Emmanuel Macron a "eu une pensée" pour les proches et les familles de l'enseignant assassiné, dont il n'a pas souhaité prononcer le nom.

Apportant son soutien à l'ensemble des équipes du collège du Bois d'Aulne, il a aussi "plus largement" dit à tous les enseignants de France que "la nation tout entière sera là à leurs côtés, aujourd'hui et demain, pour les protéger, les défendre, pour leur permettre de faire leur métier qui est le plus beau qui soit, faire des citoyens libres".

"Il n'y a pas de hasard, si ce soir c'est un enseignant que ce terroriste a abattu, c'est parce qu'il a voulu abattre la République dans ses valeurs, les Lumières, la possibilité de faire de nos enfants (...) des citoyens libres."

"Cette bataille, c'est la nôtre."

Jean-Michel Blanquer a indiqué qu'il recevrait samedi les représentants des personnels et des parents d’élèves.
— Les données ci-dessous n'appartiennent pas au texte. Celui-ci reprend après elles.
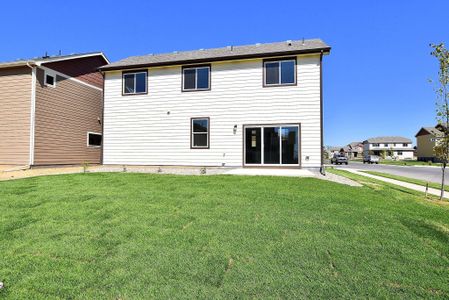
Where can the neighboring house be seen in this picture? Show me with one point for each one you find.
(393, 147)
(354, 149)
(254, 105)
(51, 110)
(332, 150)
(426, 140)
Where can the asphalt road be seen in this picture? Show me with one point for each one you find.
(431, 174)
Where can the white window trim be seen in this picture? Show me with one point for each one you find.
(135, 83)
(196, 78)
(206, 133)
(52, 74)
(279, 71)
(87, 140)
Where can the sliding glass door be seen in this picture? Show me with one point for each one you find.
(271, 145)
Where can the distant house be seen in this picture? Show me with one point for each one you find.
(354, 149)
(51, 110)
(392, 146)
(426, 139)
(332, 150)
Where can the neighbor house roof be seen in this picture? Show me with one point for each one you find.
(48, 59)
(225, 53)
(355, 144)
(429, 130)
(387, 139)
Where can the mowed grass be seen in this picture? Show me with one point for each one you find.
(131, 236)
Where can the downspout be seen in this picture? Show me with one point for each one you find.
(102, 122)
(32, 113)
(322, 169)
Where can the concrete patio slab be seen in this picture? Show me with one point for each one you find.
(270, 172)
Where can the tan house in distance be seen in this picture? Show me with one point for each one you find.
(354, 150)
(51, 110)
(426, 139)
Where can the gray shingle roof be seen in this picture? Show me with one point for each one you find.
(225, 53)
(433, 131)
(388, 139)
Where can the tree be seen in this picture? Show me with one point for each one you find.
(442, 107)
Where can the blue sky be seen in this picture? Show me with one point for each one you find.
(375, 80)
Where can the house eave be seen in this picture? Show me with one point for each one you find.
(323, 51)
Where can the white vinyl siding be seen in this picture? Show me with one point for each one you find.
(154, 129)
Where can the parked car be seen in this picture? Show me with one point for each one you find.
(339, 159)
(371, 159)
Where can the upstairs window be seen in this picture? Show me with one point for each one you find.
(135, 83)
(94, 139)
(200, 133)
(196, 78)
(50, 79)
(280, 72)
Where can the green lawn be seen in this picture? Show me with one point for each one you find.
(131, 236)
(407, 179)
Il s'adressera aussi par vidéo à tous les professeurs, personnels et familles pour, écrit-il sur Twitter, "une réaction de solidarité absolue et de solidité de toute notre institution".

Emmanuel Macron a également exprimé ses remerciements aux forces de l'ordre qui, a-t-il dit, "avec un courage exemplaire sont intervenues avec une rapidité exceptionnelle pour mettre fin à la course mortelle de ce terroriste".
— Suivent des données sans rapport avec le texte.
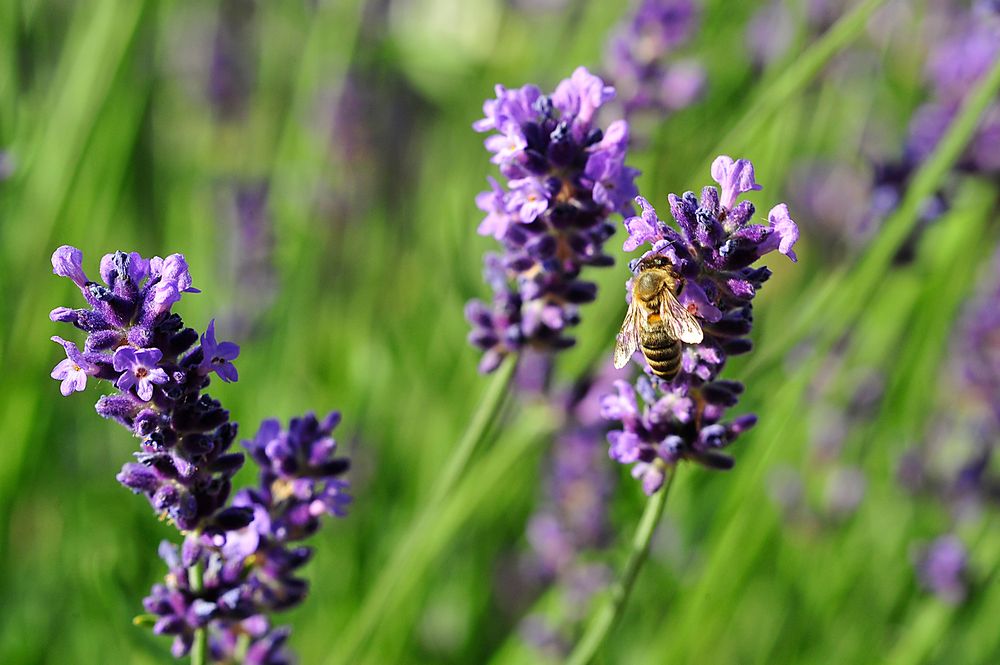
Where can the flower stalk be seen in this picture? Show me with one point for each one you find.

LE PARQUET NATIONAL ANTITERRORISTE SAISI

Le suspect pris en chasse a été stoppé par des policiers d'une équipe de la BAC, la brigade anti-criminalité, sur le territoire de la commune limitrophe d'Eragny, dans le Val d'Oise. Refusant d'obtempérer, il a péri sous les balles tirées par les policiers.

D'après plusieurs médias, l'agresseur de Conflans était un jeune homme de dix-huit ans né à Moscou. Il était semble-t-il inconnu des services de la sécurité intérieure.
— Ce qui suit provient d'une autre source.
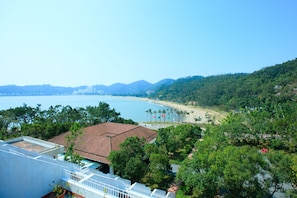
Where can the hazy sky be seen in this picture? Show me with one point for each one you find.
(89, 42)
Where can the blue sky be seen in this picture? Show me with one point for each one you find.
(74, 42)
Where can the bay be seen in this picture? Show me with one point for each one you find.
(128, 107)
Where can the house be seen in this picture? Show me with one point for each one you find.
(37, 145)
(96, 142)
(26, 173)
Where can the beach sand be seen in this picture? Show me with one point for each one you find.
(193, 112)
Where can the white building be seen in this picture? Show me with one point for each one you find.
(27, 173)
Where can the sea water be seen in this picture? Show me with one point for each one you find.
(129, 108)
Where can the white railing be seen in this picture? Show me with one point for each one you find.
(107, 190)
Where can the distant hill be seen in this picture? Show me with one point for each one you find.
(270, 85)
(138, 88)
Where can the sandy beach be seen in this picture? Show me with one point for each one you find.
(194, 114)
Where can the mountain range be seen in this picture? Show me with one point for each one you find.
(138, 88)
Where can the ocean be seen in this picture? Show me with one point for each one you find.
(128, 107)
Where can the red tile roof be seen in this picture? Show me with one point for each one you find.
(97, 141)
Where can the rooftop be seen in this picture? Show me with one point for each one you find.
(34, 175)
(96, 142)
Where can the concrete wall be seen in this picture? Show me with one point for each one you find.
(22, 176)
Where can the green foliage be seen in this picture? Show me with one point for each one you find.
(71, 140)
(159, 169)
(267, 86)
(45, 124)
(178, 140)
(130, 161)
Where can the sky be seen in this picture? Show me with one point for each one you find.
(94, 42)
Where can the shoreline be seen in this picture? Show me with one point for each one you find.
(195, 114)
L'attaque qui s'est produite vers 17h00, alors que débutaient les vacances scolaires de la Toussaint, a soulevé une vague d'émotions et de colère.

Le parquet national antiterroriste (PNAT) a annoncé qu'il s'était saisi des chefs "d'assassinat en relation avec une entreprise terroriste et association de malfaiteurs terroriste criminelle".

Elle survient alors que se poursuit le procès des attentats contre Charlie Hebdo et le magasin Hyper Cacher en janvier 2015 devant la cour d'assises spéciale de Paris.

Dans un communiqué, l'hebdomadaire satirique a fait part dans la soirée "de son sentiment d'horreur et de révolte après qu'un enseignant dans l'exercice de son métier a été assassiné par un fanatique religieux".

"L'intolérance religieuse vient de franchir un nouveau seuil et ne semble reculer devant rien pour imposer sa terreur à notre pays", poursuit Charlie Hebdo.

Son assassinat a lieu trois semaines après une attaque au hachoir dans le XIe arrondissement de Paris, où se trouvait la rédaction du journal satirique lors de la tuerie de janvier 2015.

L'agresseur de la rue Nicolas-Appert, un ressortissant pakistanais interpellé par les forces de l'ordre, entendait "se révolter" contre la republication par Charlie Hebdo des caricatures de Mahomet à l'occasion du procès, mais n'a prêté allégeance à aucun groupe, avait alors déclaré le procureur national antiterroriste Jean-François Ricard.

Le procureur Ricard devrait s'exprimer "dans les heures qui viennent" sur cette nouvelle attaque, a indiqué le chef de l'Etat.